The causative agent for ketamine cystitis is believed to be ketamine itself or its metabolites. Although the possibility of unrecognized adulterants to be the cause for the syndrome is raised, it is very unlikely based on the fact that the syndrome is similar in different geographic areas over time in which the adulterant is expected to vary. For the mechanism of damage, it is still unconfirmed at this moment, and possible mechanisms including direct toxic damage, microvascular injury, or immune-related damage to the urinary tract by ketamine or/and its metabolites were suggested [6]. Concerning the duration of ketamine abuse and the development of ketamine cystitis, our data found the median years of exposure was 4 for our cohort in which 92 % of them have features of ketamine cystitis. Another study in Hong Kong found that a ketamine abuser with at least 2 years of exposure (more than three uses per week) had significantly lower voided volume and higher scores in the Pelvic Pain, Urgency and Frequency questionnaire, which is comparable with our clinical experience [7].

Until now, no proven effective treatment for ketamine cystitis is established except ketamine abstinence. A recent study of 66 ketamine abusers found that the voided volume was significantly higher for those who quitted ketamine for more than 1 year than those who still abused ketamine or stopped it for less than 3 months [7].

In our chronic cases, two thirds had features of ketamine-associated abdominal pain. The pain is usually moderate to severe, dull or cramping pain in the epigastrium, with associated nausea and vomiting, and some cases have deranged liver function tests also. Case reports suggested the pain being biliary in origin [810], in the form of cholestasis and biliary dilatation with uniform pattern, with fusiform dilatation of the entire common hepatic and bile duct [8]. However, the mechanism of this pathology remains unknown. In a retrospective study of 37 ketamine abusers for the upper gastrointestinal problems [11], 75.7 % of them had upper GI symptoms, which are comparable to our chronic cohort. Fifteen (40.5 %) and 9 (24.3 %) of them had elevated alanine aminotransferase (ALT) and alkaline phosphate (ALP), respectively, but the study was unable to demonstrate any association between epigastric pain and deranged ALT or ALP. Only 14 of the abusers underwent an esophagogastroduodenoscopy examination in which 12 of them had gastritis while one abuser had gastroduodenitis and the other had a normal finding.

The management of ketamine-associated abdominal pain is primarily symptomatic and again, most importantly, abstinence from ketamine use. It was shown that the odd ratio of symptomatic relief of the abdominal pain is 12.5 (95 % CI 1.2–130) for those who stopped ketamine versus those who continued its use [11].

There are several limitations of this study. First of all, our consultation and reporting system was on a completely voluntary basis. Secondly, data were obtained from the consulting medical professions and may be incomplete in some case.

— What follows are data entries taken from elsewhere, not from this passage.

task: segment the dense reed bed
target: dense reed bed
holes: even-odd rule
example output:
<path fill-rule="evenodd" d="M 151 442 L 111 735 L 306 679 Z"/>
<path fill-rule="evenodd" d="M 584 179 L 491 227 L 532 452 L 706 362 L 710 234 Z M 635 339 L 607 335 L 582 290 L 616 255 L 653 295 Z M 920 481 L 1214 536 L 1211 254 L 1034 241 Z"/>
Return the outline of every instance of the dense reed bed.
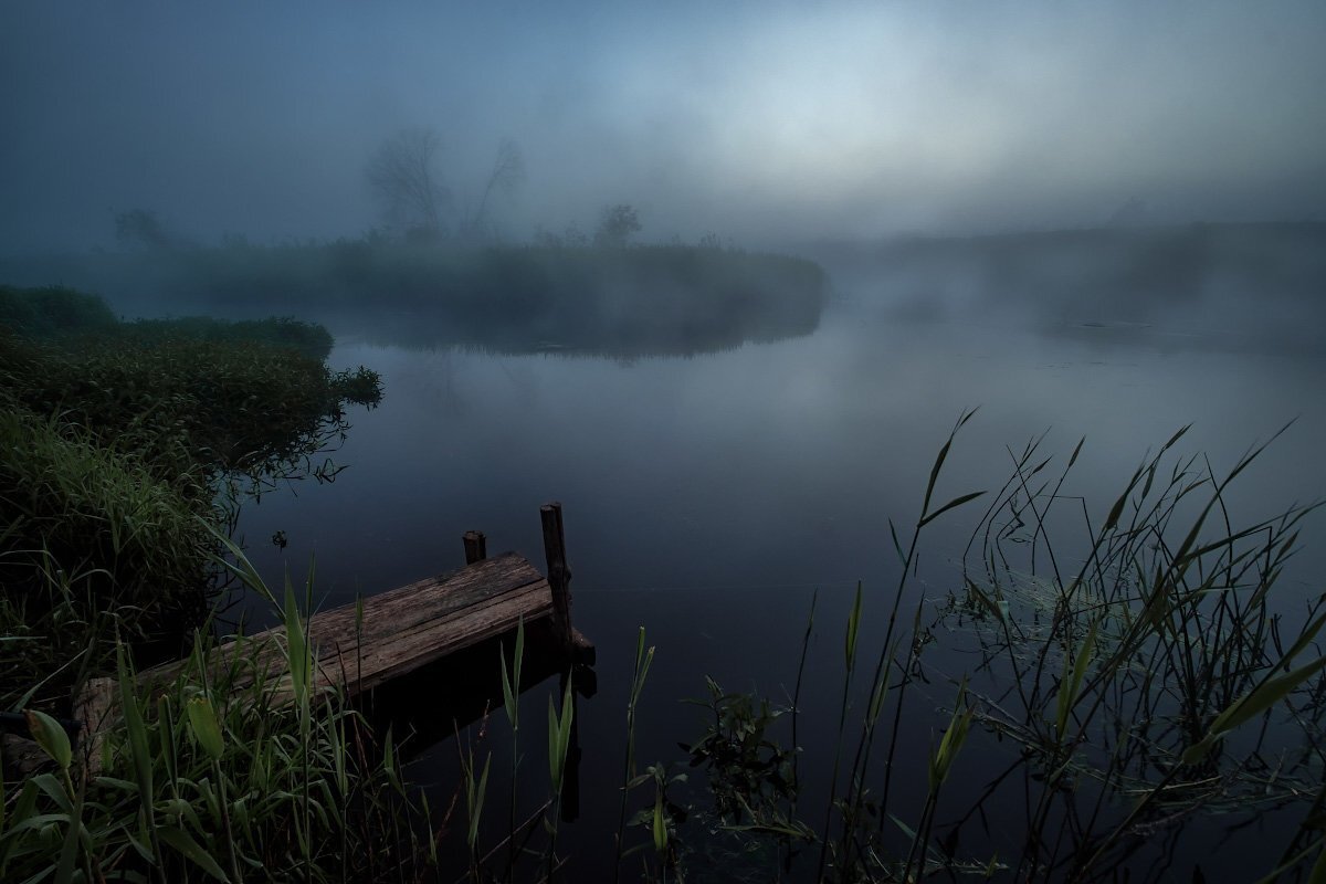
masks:
<path fill-rule="evenodd" d="M 58 288 L 0 289 L 0 698 L 66 705 L 117 632 L 141 659 L 182 649 L 219 592 L 208 526 L 334 474 L 318 453 L 381 388 L 292 319 L 121 322 Z"/>
<path fill-rule="evenodd" d="M 4 268 L 0 268 L 4 270 Z M 827 280 L 814 262 L 713 247 L 463 247 L 381 237 L 62 258 L 61 278 L 175 313 L 277 310 L 369 323 L 378 337 L 507 353 L 700 353 L 809 334 Z M 49 278 L 40 266 L 11 268 Z M 392 313 L 410 321 L 391 323 Z"/>

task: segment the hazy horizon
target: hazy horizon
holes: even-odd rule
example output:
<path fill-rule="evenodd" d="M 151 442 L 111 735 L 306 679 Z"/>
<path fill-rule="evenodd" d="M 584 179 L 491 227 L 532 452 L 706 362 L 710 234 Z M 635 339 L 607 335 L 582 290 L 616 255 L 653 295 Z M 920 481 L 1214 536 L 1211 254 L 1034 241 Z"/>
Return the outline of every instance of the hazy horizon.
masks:
<path fill-rule="evenodd" d="M 1322 220 L 1326 7 L 9 4 L 0 254 L 143 208 L 255 243 L 382 224 L 374 150 L 430 127 L 463 211 L 504 138 L 507 239 L 599 207 L 761 245 Z"/>

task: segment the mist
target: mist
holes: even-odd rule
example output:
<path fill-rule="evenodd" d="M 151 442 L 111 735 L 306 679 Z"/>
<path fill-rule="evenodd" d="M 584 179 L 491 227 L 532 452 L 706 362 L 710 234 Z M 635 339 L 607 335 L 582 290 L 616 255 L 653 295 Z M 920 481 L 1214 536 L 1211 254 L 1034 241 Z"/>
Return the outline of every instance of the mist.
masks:
<path fill-rule="evenodd" d="M 0 254 L 114 247 L 150 209 L 199 243 L 354 237 L 406 127 L 455 209 L 504 138 L 504 237 L 745 245 L 1321 217 L 1326 11 L 1058 4 L 13 4 Z"/>
<path fill-rule="evenodd" d="M 1323 45 L 1321 0 L 4 4 L 0 709 L 294 595 L 465 645 L 361 704 L 381 782 L 358 717 L 175 667 L 180 751 L 42 742 L 81 786 L 11 790 L 7 872 L 1306 880 Z M 548 608 L 359 606 L 461 537 Z"/>

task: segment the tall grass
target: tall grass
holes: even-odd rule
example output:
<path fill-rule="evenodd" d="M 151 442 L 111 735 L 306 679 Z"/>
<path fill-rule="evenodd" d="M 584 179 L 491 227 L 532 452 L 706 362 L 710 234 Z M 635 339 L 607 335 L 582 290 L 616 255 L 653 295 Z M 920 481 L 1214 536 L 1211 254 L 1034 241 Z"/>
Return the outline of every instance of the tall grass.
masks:
<path fill-rule="evenodd" d="M 32 713 L 53 770 L 0 795 L 0 879 L 412 879 L 427 854 L 391 745 L 339 689 L 312 687 L 316 655 L 289 584 L 282 616 L 277 669 L 247 639 L 217 647 L 203 631 L 178 679 L 141 684 L 121 649 L 119 724 L 97 775 Z"/>
<path fill-rule="evenodd" d="M 801 774 L 790 785 L 797 791 L 806 777 L 826 778 L 819 828 L 797 814 L 785 830 L 741 826 L 727 807 L 733 778 L 751 798 L 749 818 L 758 819 L 786 812 L 785 794 L 770 789 L 784 774 L 713 751 L 712 725 L 692 745 L 708 779 L 708 794 L 693 798 L 713 803 L 729 835 L 797 832 L 818 840 L 818 861 L 794 865 L 793 880 L 915 881 L 935 873 L 1114 880 L 1132 856 L 1144 855 L 1158 828 L 1268 811 L 1301 820 L 1268 851 L 1268 880 L 1317 880 L 1319 869 L 1309 867 L 1326 867 L 1326 839 L 1317 828 L 1326 806 L 1319 749 L 1326 594 L 1276 591 L 1317 504 L 1236 522 L 1231 485 L 1265 445 L 1219 474 L 1204 457 L 1176 455 L 1180 431 L 1143 461 L 1102 517 L 1065 492 L 1083 445 L 1055 472 L 1034 440 L 988 497 L 964 567 L 952 575 L 960 588 L 936 602 L 918 591 L 924 529 L 983 496 L 936 502 L 944 500 L 936 490 L 945 461 L 969 419 L 964 415 L 940 448 L 910 541 L 894 531 L 902 570 L 883 615 L 871 619 L 870 599 L 861 595 L 847 615 L 833 744 L 794 746 L 823 759 L 818 769 L 789 766 Z M 910 624 L 902 616 L 908 599 Z M 879 656 L 873 679 L 854 688 L 867 632 Z M 977 663 L 955 671 L 961 653 Z M 930 693 L 926 684 L 953 687 L 947 721 L 908 696 Z M 770 758 L 784 751 L 754 697 L 724 697 L 723 706 L 733 713 L 727 730 L 761 734 Z M 904 755 L 907 733 L 931 722 L 940 733 L 928 758 Z M 839 777 L 838 762 L 829 759 L 853 734 L 855 754 Z M 972 751 L 983 759 L 964 759 Z M 924 771 L 924 782 L 915 782 L 914 770 Z M 956 770 L 965 782 L 947 794 Z M 973 774 L 991 782 L 977 786 Z M 920 804 L 900 803 L 916 786 Z M 949 806 L 947 822 L 941 804 Z M 1022 816 L 1009 820 L 1018 806 Z M 973 840 L 968 830 L 988 812 L 1020 835 Z M 968 842 L 968 852 L 959 852 Z M 1200 863 L 1200 854 L 1191 861 Z"/>

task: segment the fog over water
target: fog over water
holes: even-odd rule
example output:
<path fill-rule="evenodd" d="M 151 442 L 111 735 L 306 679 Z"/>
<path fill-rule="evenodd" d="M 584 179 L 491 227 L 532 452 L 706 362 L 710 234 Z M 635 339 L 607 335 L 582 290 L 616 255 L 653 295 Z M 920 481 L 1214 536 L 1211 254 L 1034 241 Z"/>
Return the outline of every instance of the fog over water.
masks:
<path fill-rule="evenodd" d="M 705 676 L 786 701 L 818 598 L 801 740 L 822 789 L 853 592 L 882 645 L 890 525 L 916 522 L 969 410 L 936 500 L 996 492 L 1029 444 L 1057 474 L 1085 439 L 1050 520 L 1074 566 L 1081 520 L 1099 527 L 1187 425 L 1176 453 L 1223 474 L 1292 424 L 1225 498 L 1235 527 L 1326 493 L 1319 0 L 0 4 L 0 285 L 127 317 L 293 314 L 335 335 L 333 368 L 382 375 L 334 482 L 243 505 L 267 579 L 316 559 L 332 607 L 459 566 L 469 529 L 542 567 L 537 508 L 565 504 L 599 649 L 564 842 L 581 880 L 611 871 L 640 624 L 652 762 L 695 737 L 675 701 Z M 373 183 L 392 144 L 436 148 L 423 201 Z M 980 525 L 973 505 L 927 527 L 908 616 L 963 590 Z M 1326 518 L 1302 527 L 1286 623 L 1326 571 Z M 931 716 L 975 665 L 923 631 L 908 808 Z M 412 751 L 443 806 L 453 746 Z M 967 774 L 975 804 L 993 773 Z M 1010 830 L 968 835 L 972 855 L 1036 830 L 1026 783 L 1001 787 Z M 1175 880 L 1220 880 L 1212 855 L 1228 880 L 1269 871 L 1260 830 L 1193 818 Z M 1166 839 L 1120 839 L 1119 863 L 1170 880 Z"/>
<path fill-rule="evenodd" d="M 646 236 L 1321 217 L 1326 9 L 1115 4 L 20 4 L 0 11 L 0 254 L 358 236 L 363 168 L 442 138 L 460 211 L 503 138 L 508 237 L 631 203 Z"/>

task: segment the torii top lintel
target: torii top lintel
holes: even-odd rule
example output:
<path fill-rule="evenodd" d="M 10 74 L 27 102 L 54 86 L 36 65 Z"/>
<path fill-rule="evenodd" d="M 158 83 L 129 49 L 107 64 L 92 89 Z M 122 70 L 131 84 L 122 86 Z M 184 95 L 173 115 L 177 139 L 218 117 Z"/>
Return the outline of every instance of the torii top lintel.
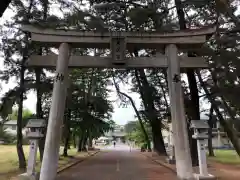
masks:
<path fill-rule="evenodd" d="M 181 49 L 199 48 L 215 31 L 215 27 L 159 32 L 97 32 L 47 29 L 32 25 L 23 25 L 21 29 L 31 33 L 31 40 L 43 46 L 58 47 L 60 43 L 69 43 L 72 47 L 109 48 L 111 38 L 125 38 L 126 48 L 162 48 L 167 44 L 176 44 Z"/>

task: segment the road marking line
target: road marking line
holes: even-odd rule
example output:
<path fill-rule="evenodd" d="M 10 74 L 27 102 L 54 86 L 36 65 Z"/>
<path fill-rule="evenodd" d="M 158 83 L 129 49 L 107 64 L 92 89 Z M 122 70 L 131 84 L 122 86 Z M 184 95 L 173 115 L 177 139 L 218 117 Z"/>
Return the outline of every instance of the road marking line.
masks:
<path fill-rule="evenodd" d="M 119 160 L 117 160 L 117 169 L 116 171 L 120 171 Z"/>

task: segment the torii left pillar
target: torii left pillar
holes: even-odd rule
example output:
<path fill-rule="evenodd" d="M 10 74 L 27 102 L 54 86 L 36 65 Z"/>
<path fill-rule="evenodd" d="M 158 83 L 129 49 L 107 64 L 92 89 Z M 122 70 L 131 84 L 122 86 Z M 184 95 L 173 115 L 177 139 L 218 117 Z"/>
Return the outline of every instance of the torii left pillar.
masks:
<path fill-rule="evenodd" d="M 40 180 L 54 180 L 57 175 L 61 126 L 68 86 L 69 57 L 70 47 L 67 43 L 62 43 L 59 47 Z"/>

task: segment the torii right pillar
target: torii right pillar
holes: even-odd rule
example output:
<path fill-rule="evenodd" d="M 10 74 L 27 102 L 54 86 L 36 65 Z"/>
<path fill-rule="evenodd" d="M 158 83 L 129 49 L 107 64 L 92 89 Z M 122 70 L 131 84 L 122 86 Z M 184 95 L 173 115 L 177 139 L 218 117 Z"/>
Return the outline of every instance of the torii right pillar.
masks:
<path fill-rule="evenodd" d="M 183 103 L 180 61 L 177 46 L 174 44 L 167 45 L 165 55 L 168 59 L 168 88 L 177 176 L 181 180 L 192 180 L 194 176 Z"/>

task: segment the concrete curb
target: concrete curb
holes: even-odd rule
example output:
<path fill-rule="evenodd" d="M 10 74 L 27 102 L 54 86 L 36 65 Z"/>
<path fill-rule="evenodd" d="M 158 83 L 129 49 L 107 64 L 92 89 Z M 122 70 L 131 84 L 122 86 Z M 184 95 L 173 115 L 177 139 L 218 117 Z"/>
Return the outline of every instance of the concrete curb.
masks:
<path fill-rule="evenodd" d="M 71 167 L 73 167 L 73 166 L 75 166 L 75 165 L 77 165 L 77 164 L 79 164 L 79 163 L 87 160 L 88 158 L 96 155 L 96 154 L 99 153 L 99 152 L 100 152 L 100 150 L 99 150 L 99 151 L 96 151 L 96 152 L 94 152 L 94 153 L 91 153 L 91 154 L 89 154 L 88 156 L 86 156 L 86 157 L 84 157 L 84 158 L 82 158 L 82 159 L 80 159 L 80 160 L 78 160 L 78 161 L 76 161 L 76 162 L 73 162 L 73 163 L 67 164 L 67 165 L 64 166 L 64 167 L 61 167 L 61 168 L 57 171 L 57 174 L 60 174 L 60 173 L 62 173 L 63 171 L 65 171 L 65 170 L 67 170 L 67 169 L 69 169 L 69 168 L 71 168 Z"/>
<path fill-rule="evenodd" d="M 161 160 L 156 160 L 156 159 L 152 158 L 151 156 L 146 155 L 146 154 L 144 154 L 144 153 L 140 153 L 140 154 L 142 154 L 143 156 L 147 157 L 147 158 L 150 159 L 151 161 L 153 161 L 153 162 L 155 162 L 155 163 L 157 163 L 157 164 L 159 164 L 159 165 L 161 165 L 161 166 L 169 169 L 169 170 L 172 171 L 174 174 L 177 174 L 177 172 L 176 172 L 175 169 L 173 169 L 172 167 L 168 166 L 166 163 L 161 162 Z"/>

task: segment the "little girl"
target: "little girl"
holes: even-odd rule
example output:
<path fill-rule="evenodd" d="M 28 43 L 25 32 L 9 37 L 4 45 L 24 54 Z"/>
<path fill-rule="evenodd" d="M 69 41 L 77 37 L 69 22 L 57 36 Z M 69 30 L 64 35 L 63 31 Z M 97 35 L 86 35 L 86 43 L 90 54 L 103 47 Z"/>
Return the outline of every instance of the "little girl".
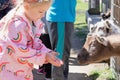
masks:
<path fill-rule="evenodd" d="M 18 5 L 0 20 L 0 80 L 33 80 L 33 64 L 49 62 L 60 67 L 56 52 L 39 39 L 41 18 L 51 0 L 18 0 Z"/>

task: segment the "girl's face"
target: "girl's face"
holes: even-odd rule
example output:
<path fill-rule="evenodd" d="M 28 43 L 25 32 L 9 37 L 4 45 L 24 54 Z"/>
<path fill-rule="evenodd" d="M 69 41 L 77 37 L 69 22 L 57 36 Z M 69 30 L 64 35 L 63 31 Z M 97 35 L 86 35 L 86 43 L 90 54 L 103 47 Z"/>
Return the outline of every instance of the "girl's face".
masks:
<path fill-rule="evenodd" d="M 28 3 L 25 6 L 25 15 L 26 17 L 31 21 L 36 21 L 38 19 L 41 19 L 47 9 L 50 7 L 51 2 L 33 2 Z"/>

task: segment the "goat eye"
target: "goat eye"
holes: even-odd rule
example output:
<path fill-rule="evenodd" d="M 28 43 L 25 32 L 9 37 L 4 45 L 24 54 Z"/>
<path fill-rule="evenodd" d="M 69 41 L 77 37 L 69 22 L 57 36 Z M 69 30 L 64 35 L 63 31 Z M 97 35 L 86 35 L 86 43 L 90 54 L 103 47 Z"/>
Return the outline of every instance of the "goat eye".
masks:
<path fill-rule="evenodd" d="M 91 42 L 89 45 L 89 50 L 94 50 L 95 49 L 95 41 Z"/>

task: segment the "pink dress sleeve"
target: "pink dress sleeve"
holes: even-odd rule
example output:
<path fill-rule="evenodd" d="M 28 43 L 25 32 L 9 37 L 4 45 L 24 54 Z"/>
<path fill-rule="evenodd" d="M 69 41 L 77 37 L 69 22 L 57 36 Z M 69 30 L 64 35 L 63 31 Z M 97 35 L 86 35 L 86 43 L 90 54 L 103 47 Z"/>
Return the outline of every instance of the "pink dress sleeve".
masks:
<path fill-rule="evenodd" d="M 36 29 L 35 34 L 32 34 L 29 25 L 22 19 L 15 19 L 9 24 L 8 47 L 12 47 L 13 55 L 18 62 L 27 61 L 37 65 L 45 63 L 46 53 L 51 50 L 39 39 L 40 28 Z"/>

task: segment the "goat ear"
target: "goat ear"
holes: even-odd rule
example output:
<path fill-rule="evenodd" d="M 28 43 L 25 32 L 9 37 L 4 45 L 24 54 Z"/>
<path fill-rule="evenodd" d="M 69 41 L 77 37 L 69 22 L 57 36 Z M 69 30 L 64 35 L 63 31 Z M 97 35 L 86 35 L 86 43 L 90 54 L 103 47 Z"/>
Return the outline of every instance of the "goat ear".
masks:
<path fill-rule="evenodd" d="M 96 36 L 96 40 L 97 40 L 100 44 L 102 44 L 102 45 L 104 45 L 104 46 L 107 46 L 107 45 L 108 45 L 108 40 L 107 40 L 105 37 L 98 37 L 98 36 Z"/>

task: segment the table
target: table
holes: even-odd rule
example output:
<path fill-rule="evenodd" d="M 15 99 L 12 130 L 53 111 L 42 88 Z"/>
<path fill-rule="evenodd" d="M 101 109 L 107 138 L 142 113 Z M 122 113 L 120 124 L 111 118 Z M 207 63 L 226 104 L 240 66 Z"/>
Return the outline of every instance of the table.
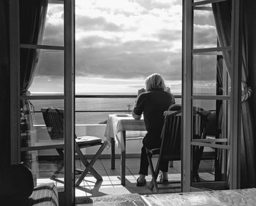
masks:
<path fill-rule="evenodd" d="M 148 206 L 255 205 L 256 189 L 140 195 Z"/>
<path fill-rule="evenodd" d="M 110 114 L 105 136 L 111 143 L 111 169 L 115 169 L 115 142 L 121 151 L 121 183 L 125 185 L 126 131 L 146 131 L 144 120 L 135 120 L 129 114 Z"/>

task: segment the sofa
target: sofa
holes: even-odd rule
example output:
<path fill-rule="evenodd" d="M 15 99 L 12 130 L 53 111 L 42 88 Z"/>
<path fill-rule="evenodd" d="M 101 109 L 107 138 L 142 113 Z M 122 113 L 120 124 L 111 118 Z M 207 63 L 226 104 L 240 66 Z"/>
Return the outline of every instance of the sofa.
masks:
<path fill-rule="evenodd" d="M 0 205 L 58 206 L 53 183 L 34 186 L 31 171 L 23 165 L 0 166 Z"/>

However, given the number of case we received (4,500 per year) and the accessibility to the clinical records of nearly all of our consultation/reporting cases, we believed the data represented the updated acute and chronic presentations of ketamine abusers in Hong Kong.

Conclusion

We present a large case series of 284 ketamine abuser with regard to their acute and chronic toxic manifestations. In acute intoxication, neurological features in terms of confusion and impaired consciousness are the commonest presentations. For chronic presentations, majority had features of ketamine cystitis and chronic abdominal pain. Management is primarily symptomatic measures and most importantly abstinence from ketamine use.